The problem we came across lies in humongous output values being returned by the “metabolicEP” function in the output variable ‘a’. From tracing back the execution of the code, it seems the origin of these humongous output values lies in the update statement in line 98 of metabolicEP.m:

new_a = av + (av – mu) . new_d . s1

It turns out new_d occasionally becomes extremely large, 1e50. In our calculation for a human-size network, this happened 162 times. Out of these, in 160 cases the term av – mu was exactly zero, but in two cases it did not exactly cancel out, leaving a small but nonzero result of 1e-19; giving a product (av - mu) .* new_d that still comes out very large, thus presumably propagating to the final result. As new_d is capped by maxvar in line 97, we have been able to circumvent the issue by decreasing maxvar from 1e50 to 1e19, which prevented this blowup. However, we are now wondering if this “runaway” new_d can happen with certain models (we observed the blowup with several models), or if this should not actually occur.
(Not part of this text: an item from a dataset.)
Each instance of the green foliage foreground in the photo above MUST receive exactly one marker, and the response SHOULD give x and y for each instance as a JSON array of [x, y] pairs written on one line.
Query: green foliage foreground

In this context, we were also wondering about the line 96, which gives new_d as 1./(1./va – 1./s). In our calculation, there are some values of va and s that are the the same, if that occurs new_d would become infinite and get capped by maxvar in the next line. We were wondering whether this was in fact expected behavior for which we can simply decrease maxvar if problems occur, or if something might in fact have gone wrong if new_d became infinite to begin wit

Best regards,

Wei Chen, Kao

anna-pa-m commented 3 years ago

Dear Kao Wei Chen, this is a known issue of the iterative method. The "d" variables can take huge/very small values in the first iterations of the algorithm: this explains why we impose a minimum and a maximum value for them. As a consequence also the "a" variables are affected by the behavior of the "d" variables within the first iterations. Nevertheless, this issue cures itself, and at convergence (a,d) should well behave. The value 1e50 is arbitrarily large and of course, you can change it: however, the results you get at convergence (i.e. the means and the variances "av" and "va" of the marginal probability densities, and the marginal profiles parametrized by "mu" and "s" and the lower/upper flux bounds) should be (reasonably) independent of the large/small number you pick (1e19 could work). Anyway, to avoid this kind of issue, I suggest pre-processing your model before applying MetabolicEP and using the implementation in MetabolicEPT0 which seems to be more numerically stable than our first implementation.

Best! A